Sotheby's to auction off V.S. Gaitonde's unseen 1963 painting in March

Gaitonde took a strong exception to being called an abstractionist

gaitonde_final Gaitonde's work from 1963, that will be auctioned off by Sotheby's, New York on March 16 | Supplied

When an artist takes something from the natural world, only to distort and alter its contours, meaning and message —thus rendering it unrecognizable from reality—we arrive at abstract art. 

But what if there is no material inspiration? How about starting with more spiritual concerns? Or better still, what if the artist doesn't even know what he is going to paint? Consider the starting point as confronting "nothingness". What happens if an artist's "interiorized worldview" is really about cultivating silence. This is what differentiates the "non-objective" art of one of India's foremost modern masters V.S. Gaitonde (1924-2001), who took a strong exception to being called an "abstractionist". "There is no such thing as abstract art," he once said. Inspired by Zen Buddhism, his obsessive immersion in the aesthetics of line and colour began in the early 1960s when he completely shifted to non-figural work. 

Now an unseen, untitled oil-on-canvas—painted by Gaitonde in 1963—will be up for auction on 16 March in New York as part of Sotheby's Asia Week sale. The untitled work is estimated to be worth between $10,00,000 and $15,00,000. 

In this work, there appears to be a distant, aqueous landscape evoked in differing gradations of blue. The canvas is grey-white, fractured by sharp chunks of black, often dissolving like shadows in still waters. If one were to locate a geographical context to this painting, one could find it in the artist's studio. Around the late 1950s, Gaitonde kept a studio at the Bhulabhai Desai Memorial Institute in south Bombay. Here he worked with other stalwarts-in-the-making like MF Husain, Adi Davierwalla, Homi Patel, Prafulla Dahanukar and Nasreen Mohamedi, alongside theatre personalities like Ebrahim Alkazi and music maestro Ravi Shankar. This creatively charged atmosphere also included Gaitonde's own quiet nook in the sprawling campus. In his own little corner on a bench near the stairs, he would contemplate the sea and waves. It is hard to de-link this work with his socio-artistic surroundings of the 1960s. 
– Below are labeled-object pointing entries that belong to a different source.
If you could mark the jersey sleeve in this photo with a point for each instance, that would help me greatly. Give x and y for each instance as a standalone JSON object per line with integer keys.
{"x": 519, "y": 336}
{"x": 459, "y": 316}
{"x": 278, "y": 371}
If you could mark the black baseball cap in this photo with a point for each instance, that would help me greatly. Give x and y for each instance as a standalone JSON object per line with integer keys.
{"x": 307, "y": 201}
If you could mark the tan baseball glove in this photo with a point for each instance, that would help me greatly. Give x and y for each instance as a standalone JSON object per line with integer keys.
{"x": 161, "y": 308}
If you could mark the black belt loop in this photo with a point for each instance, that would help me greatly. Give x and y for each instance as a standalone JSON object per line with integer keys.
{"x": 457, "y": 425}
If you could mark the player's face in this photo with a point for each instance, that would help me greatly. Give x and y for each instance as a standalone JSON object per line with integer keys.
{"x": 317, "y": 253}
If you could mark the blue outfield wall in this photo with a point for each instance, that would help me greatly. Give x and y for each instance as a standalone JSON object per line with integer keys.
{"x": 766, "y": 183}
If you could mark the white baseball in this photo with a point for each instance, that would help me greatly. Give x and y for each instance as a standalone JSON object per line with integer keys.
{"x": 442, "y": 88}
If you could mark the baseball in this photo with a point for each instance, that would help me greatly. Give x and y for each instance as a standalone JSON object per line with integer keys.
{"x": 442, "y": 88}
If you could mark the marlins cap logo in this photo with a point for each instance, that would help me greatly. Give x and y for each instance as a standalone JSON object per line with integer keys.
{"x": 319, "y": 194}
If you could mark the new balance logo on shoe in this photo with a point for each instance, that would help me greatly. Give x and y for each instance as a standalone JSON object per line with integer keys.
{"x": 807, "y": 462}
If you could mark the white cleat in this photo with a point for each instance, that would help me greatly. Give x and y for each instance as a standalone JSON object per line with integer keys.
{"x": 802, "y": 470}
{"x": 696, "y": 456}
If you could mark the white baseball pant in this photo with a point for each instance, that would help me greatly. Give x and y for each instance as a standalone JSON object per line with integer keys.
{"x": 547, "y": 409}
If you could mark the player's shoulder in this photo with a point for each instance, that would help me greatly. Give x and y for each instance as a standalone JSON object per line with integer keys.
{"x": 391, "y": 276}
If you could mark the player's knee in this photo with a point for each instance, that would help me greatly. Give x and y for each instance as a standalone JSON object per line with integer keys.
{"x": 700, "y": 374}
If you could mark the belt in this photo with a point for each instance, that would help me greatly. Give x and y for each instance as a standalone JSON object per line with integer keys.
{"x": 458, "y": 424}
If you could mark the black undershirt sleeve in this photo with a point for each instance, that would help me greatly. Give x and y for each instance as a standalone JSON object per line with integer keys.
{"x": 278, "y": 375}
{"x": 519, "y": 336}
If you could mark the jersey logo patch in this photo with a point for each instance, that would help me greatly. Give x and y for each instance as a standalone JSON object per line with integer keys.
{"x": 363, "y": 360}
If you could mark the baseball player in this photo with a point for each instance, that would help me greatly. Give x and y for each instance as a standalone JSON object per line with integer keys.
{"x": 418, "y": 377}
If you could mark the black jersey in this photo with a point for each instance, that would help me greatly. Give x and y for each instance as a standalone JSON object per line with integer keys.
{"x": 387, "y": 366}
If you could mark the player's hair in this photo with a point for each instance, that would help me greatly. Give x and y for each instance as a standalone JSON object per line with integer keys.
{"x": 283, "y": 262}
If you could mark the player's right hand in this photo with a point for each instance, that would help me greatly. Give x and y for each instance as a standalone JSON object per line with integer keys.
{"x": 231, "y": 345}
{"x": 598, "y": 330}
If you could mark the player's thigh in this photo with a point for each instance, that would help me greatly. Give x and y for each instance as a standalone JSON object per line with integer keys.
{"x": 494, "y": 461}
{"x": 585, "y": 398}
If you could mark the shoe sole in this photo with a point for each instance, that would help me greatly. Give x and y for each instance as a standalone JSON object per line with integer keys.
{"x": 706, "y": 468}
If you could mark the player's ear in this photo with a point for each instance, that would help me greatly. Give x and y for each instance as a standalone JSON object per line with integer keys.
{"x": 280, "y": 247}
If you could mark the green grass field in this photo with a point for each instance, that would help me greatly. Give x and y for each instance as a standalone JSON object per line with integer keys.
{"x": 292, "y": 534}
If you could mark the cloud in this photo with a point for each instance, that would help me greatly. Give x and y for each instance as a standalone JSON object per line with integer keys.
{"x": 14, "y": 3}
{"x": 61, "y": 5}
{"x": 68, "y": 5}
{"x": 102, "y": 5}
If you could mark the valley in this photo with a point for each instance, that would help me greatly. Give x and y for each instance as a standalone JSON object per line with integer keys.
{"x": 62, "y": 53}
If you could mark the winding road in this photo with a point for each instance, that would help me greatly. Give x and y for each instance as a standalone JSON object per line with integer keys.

Unveiled after a gap of 57 years, the painting was bought by renowned theoretical physicist Robert Eugene Marshak who was in India in 1963 after first visiting the country in 1953 at the invitation of Homi J. Bhabha, commonly considered the architect of India's nuclear program. Marshak was once part of the Manhattan Project, US' own program to develop the atomic bomb and worked with J. Robert Oppenheimer, the father of the atomic bomb. Marshak had witnessed the havoc wreaked by the explosion of the bomb and had later joined a federation to reduce the threat of nuclear weapons. In 1963, Marshak and his wife Ruth spent six weeks at Bhabha’s Tata Institute of Fundamental Research (TIFR) in Mumbai. Bhabha was a keen patron and supporter of Indian artists then, including Husain, KH Ara, Adi Davierwalla and V.S.Gaitonde. TIFR purchased works by many of these artists and Bhabha's TIFR Collection remains one of the most significant selections of works by 'Bombay artists'.